Diving Deep: Task Checklist
To make sure we leave no stone unturned, we've created a detailed checklist of tasks. This will help us stay organized and ensure that we systematically explore all possible options:
- Documenting the Errors: First up, we need to formally document the exact errors encountered when running
lattes_scraperin GHA. This means grabbing logs, taking screenshots, and compiling solid evidence of the reCAPTCHA blocking in action. This will be crucial for troubleshooting and demonstrating the problem to others. - CAPTCHA Service Research: Next, we'll be diving into the world of CAPTCHA resolution services. We'll research and compare 2-3 different providers, paying close attention to their per-resolution costs, API capabilities, existing Python libraries for integration, and overall reported reliability. We want a service that's both effective and easy to work with.
- Residential Proxy Exploration: We'll also be exploring the option of using residential proxy services. This involves researching and comparing 2-3 different providers, focusing on their costs (per traffic or per IP), the types of proxies they offer (rotating vs. static), and how easy it is to integrate them with Playwright within GHA. Can we seamlessly swap our datacenter IP for a residential one?

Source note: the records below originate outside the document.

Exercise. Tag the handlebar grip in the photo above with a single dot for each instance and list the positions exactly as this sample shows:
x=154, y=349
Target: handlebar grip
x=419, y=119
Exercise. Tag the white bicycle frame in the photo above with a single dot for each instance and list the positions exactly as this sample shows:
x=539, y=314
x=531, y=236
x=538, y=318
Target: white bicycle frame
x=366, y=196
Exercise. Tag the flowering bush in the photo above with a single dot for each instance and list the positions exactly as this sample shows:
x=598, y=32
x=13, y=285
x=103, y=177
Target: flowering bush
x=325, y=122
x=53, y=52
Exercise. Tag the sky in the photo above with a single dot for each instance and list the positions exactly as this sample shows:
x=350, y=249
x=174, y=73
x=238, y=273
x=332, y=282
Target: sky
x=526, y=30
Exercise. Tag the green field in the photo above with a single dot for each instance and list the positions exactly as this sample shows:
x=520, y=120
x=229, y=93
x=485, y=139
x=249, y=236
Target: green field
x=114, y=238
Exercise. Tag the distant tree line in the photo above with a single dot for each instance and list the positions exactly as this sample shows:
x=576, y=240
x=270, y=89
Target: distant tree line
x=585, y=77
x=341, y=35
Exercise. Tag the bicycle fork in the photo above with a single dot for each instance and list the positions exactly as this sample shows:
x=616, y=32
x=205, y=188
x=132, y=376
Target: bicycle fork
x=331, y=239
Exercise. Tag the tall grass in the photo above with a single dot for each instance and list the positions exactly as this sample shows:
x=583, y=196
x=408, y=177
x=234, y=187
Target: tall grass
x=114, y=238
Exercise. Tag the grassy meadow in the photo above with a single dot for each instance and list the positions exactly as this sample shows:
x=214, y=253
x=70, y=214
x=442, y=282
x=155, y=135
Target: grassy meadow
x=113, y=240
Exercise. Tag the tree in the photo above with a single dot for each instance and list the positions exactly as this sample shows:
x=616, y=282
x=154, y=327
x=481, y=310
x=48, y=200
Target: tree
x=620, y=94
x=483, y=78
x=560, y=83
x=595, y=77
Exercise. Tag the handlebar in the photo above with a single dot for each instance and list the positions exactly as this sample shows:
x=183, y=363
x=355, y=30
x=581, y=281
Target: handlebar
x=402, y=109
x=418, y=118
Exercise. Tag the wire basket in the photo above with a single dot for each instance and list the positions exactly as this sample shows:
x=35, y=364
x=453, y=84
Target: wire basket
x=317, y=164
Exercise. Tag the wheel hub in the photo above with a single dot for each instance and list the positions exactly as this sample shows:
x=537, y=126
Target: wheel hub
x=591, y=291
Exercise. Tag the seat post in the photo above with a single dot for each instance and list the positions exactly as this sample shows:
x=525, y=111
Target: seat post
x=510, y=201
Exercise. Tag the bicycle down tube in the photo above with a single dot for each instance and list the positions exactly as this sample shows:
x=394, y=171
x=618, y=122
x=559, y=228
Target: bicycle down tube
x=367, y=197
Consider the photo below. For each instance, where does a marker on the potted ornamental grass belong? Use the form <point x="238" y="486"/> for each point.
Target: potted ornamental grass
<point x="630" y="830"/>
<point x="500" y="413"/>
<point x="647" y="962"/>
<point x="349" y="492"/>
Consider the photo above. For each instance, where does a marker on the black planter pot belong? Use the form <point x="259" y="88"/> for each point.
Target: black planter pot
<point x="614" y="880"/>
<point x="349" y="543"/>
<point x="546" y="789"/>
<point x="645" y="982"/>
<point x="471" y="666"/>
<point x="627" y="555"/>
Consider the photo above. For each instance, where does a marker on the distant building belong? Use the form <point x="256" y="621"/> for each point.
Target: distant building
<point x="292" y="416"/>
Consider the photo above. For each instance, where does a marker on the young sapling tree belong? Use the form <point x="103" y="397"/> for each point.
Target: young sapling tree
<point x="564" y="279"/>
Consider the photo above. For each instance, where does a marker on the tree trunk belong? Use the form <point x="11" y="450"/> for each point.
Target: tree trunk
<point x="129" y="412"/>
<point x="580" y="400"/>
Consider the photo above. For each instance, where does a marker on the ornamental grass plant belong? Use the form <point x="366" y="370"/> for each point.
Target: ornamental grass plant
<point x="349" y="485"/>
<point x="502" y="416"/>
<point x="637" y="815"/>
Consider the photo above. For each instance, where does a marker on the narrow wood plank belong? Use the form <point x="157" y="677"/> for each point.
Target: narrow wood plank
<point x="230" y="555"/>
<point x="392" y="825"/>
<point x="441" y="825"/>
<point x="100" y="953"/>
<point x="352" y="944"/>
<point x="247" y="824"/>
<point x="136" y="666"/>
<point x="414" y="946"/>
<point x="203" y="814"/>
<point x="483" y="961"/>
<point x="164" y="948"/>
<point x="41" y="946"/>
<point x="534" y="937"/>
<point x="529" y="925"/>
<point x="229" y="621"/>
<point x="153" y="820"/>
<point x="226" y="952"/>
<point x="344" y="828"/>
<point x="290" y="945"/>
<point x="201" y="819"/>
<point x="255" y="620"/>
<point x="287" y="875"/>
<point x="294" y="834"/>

- Complexity and Cost Assessment: Once we've identified potential solutions, we need to evaluate the complexity and estimated cost of implementing both the CAPTCHA service and proxy options. This will involve considering the development time required, ongoing service fees, and any other associated expenses. We need to see if these solutions are financially viable for our project.
- Modified Scope Proposal: In parallel, we'll be crafting a proposal for a 'modified scope' approach. This is our Plan B: a hybrid workflow where GHA handles parts of the project, but Lattes data collection is done manually or locally. This is a more realistic fallback if the paid options prove too expensive or complex.
- Presentation and Recommendation: Finally, we'll compile all our research, cost analysis, and complexity assessments into a clear presentation. This will include our final recommendation for the team and the professor, outlining the pros and cons of each approach. The goal is to present a well-reasoned argument for the best way forward.
- Implementation or Documentation: Once a solution is approved, we'll either implement the chosen workaround or meticulously document the alternative (manual/local) process. This documentation will live in the
docs/folder, ensuring that everyone can understand and follow the procedure.
Priority Check: Why This Matters Now
We've marked this as a high priority issue, and for good reason. The reCAPTCHA blocking is preventing us from fully automating our data pipeline, which is a core requirement for the project. Without a solution, we can't keep the frontend data updated, which impacts the overall functionality and user experience. This isn't just a minor inconvenience; it's a roadblock that needs to be addressed ASAP.
Wrapping Up: Let's Get This Done!
So, there you have it – the Lattes scraper challenge in all its glory! We've broken down the problem, outlined our objectives, and created a detailed plan of attack. Now, it's time to roll up our sleeves and get to work. Stay tuned for updates as we delve deeper into potential solutions and strive to conquer the reCAPTCHA beast. We're confident that with a bit of research, experimentation, and collaborative problem-solving, we'll find a viable strategy to keep the Lattes data flowing smoothly! Let's do this!